Howard Jarvis Taxpayers Association responds to report calling Prop. 13 “racist”

A new report from the Opportunity Institute and Pivot Learning titled “Unjust Legacy” wrongly asserts that California’s popular and longstanding taxpayer protection, Proposition 13, has contributed to inequities in schools and communities.

Contrary to the authors’ contention that Proposition 13 is “racist,” it has been recognized by the nation’s highest court that it protects low-income neighborhoods. In Nordlinger v. Hahn, the United States Supreme Court expressly stated that California can “legitimately . . . decide to structure its tax system to discourage rapid turnover in ownership of homes and businesses, for example, in order to inhibit displacement of lower income families by the forces of gentrification.” Proposition 13 is, in fact, anti-racist by being one of the most powerful forces preserving minority neighborhoods.

The so-called “Unjust Legacy” report concludes that scholars and others “should collectively determine what it will take to overcome political and taxpayer resistance to changing Proposition 13.” This is a thoughtless assault on California property owners, who do not pay property tax bills “collectively.” They pay property taxes for the property they own, based on the price they paid, with an annual inflation adjustment that cannot exceed 2%. Without Proposition 13, many low- and middle-income California homeowners would be taxed out of their property, forced to sell because they cannot afford to pay an annual tax bill based on the skyrocketing, inflation-driven value of real estate. That meets no one’s definition of equity or justice.

For example, a recently listed single-family home in the community of South Inglewood—1,235 square feet, 3 bedrooms, built in 1953—last sold in 2006 for $525,000. The current property tax bill under Proposition 13 is based on 1% of $525,000, and the assessed value has risen no more than 2% per year. Without Prop. 13, the homeowner would be required to pay property taxes based on the market value as a condition of continuing to own that property. The current market value, per Redfin, is $855,964.

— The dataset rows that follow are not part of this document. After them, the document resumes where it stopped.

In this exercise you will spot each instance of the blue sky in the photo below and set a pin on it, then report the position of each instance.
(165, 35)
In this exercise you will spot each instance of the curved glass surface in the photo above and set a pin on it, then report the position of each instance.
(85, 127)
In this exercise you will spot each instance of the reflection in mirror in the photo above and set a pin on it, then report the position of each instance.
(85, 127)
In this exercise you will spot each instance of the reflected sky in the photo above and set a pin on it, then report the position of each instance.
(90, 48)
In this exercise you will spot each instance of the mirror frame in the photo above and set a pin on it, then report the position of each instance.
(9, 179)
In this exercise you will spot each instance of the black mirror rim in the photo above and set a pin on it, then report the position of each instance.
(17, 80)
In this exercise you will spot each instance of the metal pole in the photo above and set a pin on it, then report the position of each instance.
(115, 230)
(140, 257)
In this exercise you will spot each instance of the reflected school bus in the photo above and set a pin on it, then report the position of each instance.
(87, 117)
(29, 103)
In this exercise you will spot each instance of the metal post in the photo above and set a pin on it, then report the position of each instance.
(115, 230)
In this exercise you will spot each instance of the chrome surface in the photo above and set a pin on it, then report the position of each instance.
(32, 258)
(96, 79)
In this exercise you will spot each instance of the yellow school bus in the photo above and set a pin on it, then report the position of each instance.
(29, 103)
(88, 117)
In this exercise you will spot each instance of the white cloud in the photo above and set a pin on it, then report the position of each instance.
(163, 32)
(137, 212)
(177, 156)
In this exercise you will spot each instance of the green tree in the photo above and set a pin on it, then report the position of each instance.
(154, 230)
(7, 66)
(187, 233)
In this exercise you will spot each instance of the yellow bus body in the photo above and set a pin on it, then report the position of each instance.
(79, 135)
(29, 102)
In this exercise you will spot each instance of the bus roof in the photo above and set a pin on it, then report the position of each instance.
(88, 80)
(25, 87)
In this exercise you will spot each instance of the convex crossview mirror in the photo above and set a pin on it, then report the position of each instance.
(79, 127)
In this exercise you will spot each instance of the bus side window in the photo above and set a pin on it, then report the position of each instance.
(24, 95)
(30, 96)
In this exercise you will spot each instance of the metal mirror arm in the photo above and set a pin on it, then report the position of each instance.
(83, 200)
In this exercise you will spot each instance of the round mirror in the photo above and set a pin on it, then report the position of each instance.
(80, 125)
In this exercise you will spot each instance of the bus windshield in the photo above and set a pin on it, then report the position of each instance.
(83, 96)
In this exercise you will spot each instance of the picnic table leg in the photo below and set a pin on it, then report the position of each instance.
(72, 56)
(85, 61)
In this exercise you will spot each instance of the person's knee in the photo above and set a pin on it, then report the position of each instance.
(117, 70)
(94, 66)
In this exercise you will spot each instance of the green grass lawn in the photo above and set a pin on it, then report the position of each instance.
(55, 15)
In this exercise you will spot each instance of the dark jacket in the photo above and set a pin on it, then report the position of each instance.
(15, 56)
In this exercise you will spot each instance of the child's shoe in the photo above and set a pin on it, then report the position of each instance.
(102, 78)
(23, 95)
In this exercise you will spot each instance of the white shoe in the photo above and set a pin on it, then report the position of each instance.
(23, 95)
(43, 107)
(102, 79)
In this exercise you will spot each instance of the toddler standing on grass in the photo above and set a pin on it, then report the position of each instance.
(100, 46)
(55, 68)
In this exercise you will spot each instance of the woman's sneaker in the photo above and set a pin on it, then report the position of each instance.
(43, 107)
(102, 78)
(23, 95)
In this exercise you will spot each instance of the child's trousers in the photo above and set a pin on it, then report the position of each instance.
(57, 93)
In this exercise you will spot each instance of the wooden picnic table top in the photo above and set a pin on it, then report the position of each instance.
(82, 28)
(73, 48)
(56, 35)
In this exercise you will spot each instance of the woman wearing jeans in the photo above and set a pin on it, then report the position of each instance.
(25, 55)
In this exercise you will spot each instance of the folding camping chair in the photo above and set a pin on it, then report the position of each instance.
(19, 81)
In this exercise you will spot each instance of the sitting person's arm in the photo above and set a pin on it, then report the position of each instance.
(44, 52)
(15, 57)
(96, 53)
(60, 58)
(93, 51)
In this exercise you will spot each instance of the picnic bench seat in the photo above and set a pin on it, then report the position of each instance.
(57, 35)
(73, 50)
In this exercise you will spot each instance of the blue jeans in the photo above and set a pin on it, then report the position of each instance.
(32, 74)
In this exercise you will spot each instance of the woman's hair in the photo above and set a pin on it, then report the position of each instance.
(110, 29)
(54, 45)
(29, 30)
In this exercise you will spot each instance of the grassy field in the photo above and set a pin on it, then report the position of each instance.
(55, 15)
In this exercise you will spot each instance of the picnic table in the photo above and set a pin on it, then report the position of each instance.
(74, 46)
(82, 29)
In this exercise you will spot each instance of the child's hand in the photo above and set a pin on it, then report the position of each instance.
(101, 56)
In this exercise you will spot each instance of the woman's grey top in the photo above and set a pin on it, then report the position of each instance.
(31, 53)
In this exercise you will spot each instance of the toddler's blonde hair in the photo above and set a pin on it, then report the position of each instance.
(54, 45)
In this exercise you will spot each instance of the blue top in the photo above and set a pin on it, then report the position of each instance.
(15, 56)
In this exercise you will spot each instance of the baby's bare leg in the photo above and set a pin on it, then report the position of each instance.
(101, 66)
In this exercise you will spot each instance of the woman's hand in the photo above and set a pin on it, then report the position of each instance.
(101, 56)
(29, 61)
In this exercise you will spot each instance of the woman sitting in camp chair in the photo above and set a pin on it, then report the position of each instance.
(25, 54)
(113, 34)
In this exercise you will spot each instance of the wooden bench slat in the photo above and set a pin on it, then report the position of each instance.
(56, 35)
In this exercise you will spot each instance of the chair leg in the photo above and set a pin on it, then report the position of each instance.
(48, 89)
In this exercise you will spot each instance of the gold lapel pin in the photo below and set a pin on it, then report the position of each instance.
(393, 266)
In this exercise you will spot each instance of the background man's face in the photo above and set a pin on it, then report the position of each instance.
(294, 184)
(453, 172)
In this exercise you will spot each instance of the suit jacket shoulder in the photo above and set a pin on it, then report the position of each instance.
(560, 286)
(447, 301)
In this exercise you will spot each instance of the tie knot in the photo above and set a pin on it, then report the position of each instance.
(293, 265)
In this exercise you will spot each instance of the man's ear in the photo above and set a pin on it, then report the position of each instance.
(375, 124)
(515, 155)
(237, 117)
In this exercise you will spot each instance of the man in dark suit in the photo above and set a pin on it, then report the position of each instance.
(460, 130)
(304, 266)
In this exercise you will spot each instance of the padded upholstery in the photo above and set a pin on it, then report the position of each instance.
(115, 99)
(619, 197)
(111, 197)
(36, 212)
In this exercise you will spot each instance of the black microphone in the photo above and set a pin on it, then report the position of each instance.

How much would the current homeowner be paying without Proposition 13? Prior to Prop. 13’s adoption in June 1978, the statewide average tax rate on property was 2.67%. On an assessed value of $855,964, the annual tax bill for that home without Prop. 13 could today be $22,900.

Another fallacy in the report is the assertion that Proposition 13 “reduced revenues for schools.” The National Center for Education Statistics annually reports the current expenditure per pupil in fall enrollment in public elementary and secondary schools by state. In inflation-adjusted constant 2020-21 dollars, per-pupil spending in California rose from $5,805 in 1969-70 to $7,547 in 1979-80, to $9,331 in 1989-90, to $14,173 in 2018-19, the most recent year for which statistics are available. 

All property owners benefit from Proposition 13, which is why, year after year, roughly two-thirds of Californians continue to support it. Out-of-touch researchers are wasting their time and yours by issuing yet another report on how much more money the government could collect if only it was allowed to take it all.